Başvurucu, çok ağır kanser hastasıdır. Tedavisinin son derece hijyenik bir ortamda ve düzenli bir şekilde, aksamadan yapılması gerekmektedir. Zira tedavi için kendisine verilen kemoterapiden sonra vücut direnci düştüğü için çok kolay bir şekilde enfeksiyon kapabilmektedir. Kaldı ki, Nurettin Soysal, Kemoterapi aldıktan sonra birçok kez enfeksiyon kapması sonucunda hastaneye zor yetiştirilmiş ve yoğun bakım ünitesinde tedavi altına alınmıştır.  Bu da göstermektedir ki Başvurucunun cezaevi koşullarında tedavisinin yapılması kesinlikle mümkün değildir. Başvurucunun tedavi gördüğü hastanelerden alınan raporlar ve tedavi sürecinde karşılaştığı sorunlar ışığında Adli Tıp Kurumunun, Nurettin Soysal’ın halen cezaevinde tedavi edilebileceği şeklindeki raporunun tarafsız ve bilimsel olduğunu kimse iddia edemez.
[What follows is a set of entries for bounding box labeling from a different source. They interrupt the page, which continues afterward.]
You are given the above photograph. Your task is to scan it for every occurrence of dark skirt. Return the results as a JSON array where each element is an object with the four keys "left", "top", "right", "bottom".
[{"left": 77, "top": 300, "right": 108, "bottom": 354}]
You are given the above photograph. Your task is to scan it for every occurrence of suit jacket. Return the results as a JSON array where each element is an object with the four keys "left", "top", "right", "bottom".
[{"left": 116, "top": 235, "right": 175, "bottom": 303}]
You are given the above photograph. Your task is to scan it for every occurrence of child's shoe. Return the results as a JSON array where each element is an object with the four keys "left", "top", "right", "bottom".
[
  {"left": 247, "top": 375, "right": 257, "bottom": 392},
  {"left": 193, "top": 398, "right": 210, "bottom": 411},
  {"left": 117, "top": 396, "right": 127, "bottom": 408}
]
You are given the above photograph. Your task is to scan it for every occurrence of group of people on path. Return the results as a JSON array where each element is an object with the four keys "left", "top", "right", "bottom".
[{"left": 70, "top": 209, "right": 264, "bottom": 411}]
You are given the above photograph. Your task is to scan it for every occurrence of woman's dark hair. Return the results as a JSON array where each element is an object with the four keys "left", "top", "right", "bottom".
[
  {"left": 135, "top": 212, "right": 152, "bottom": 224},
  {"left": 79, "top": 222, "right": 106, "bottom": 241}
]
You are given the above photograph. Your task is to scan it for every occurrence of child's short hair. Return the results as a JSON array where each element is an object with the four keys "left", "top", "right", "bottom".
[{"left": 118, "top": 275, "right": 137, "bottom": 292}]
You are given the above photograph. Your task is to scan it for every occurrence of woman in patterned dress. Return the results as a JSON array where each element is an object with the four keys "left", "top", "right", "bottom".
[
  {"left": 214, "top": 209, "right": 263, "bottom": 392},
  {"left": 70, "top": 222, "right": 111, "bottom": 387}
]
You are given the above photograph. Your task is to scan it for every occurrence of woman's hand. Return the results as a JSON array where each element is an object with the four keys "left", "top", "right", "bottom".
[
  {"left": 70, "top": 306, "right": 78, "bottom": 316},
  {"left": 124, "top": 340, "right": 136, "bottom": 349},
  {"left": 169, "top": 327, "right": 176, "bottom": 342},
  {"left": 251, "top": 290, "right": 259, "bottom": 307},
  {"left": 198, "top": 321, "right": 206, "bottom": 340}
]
Kamuoyu tarafından da bilindiği üzere Adli Tıp Kurumu 3. İhtisas Kurulunun, Abdullah Akçay ve Rıdvan Kızğın hakkında hazırladığı raporlar ve verdiği kararlar sonucunda bu insanlar, hayatlarının son günlerinde hiçbir şekilde kabul edilmeyecek fiziki ve manevi işkence ve ezayla yaşamlarını birer mahpus olarak yitirmişlerdir. Şimdi de Cezaevinin sağlıksız ve kötü koşulları altında kansere yakalanan ve bakımsızlık nedeniyle hastalığı ilerleyen başvurucumuz Nurettin Soysal, Adli Tıp Kurumu 3’üncü İhtisas Kurulunun vermiş olduğu raporlar yüzünden adım adım ölüme gönderilmektedir. Şu an cezaevinde bulunduğu koğuşta; en temel ihtiyaçlarını dahi arkadaşlarının yardımları ile karşılayan Nurettin Soysal, koğuşta adeta “yoğun bakım süreci” yaşamaktadır. Bu insanlık dışı muameleyi başvurucumuz Nurettin Soysal’ a, yaşatan, bu durumu adeta ona reva gören Adli Tıp Kurumu 3. İhtisas Kurulunun kendisidir.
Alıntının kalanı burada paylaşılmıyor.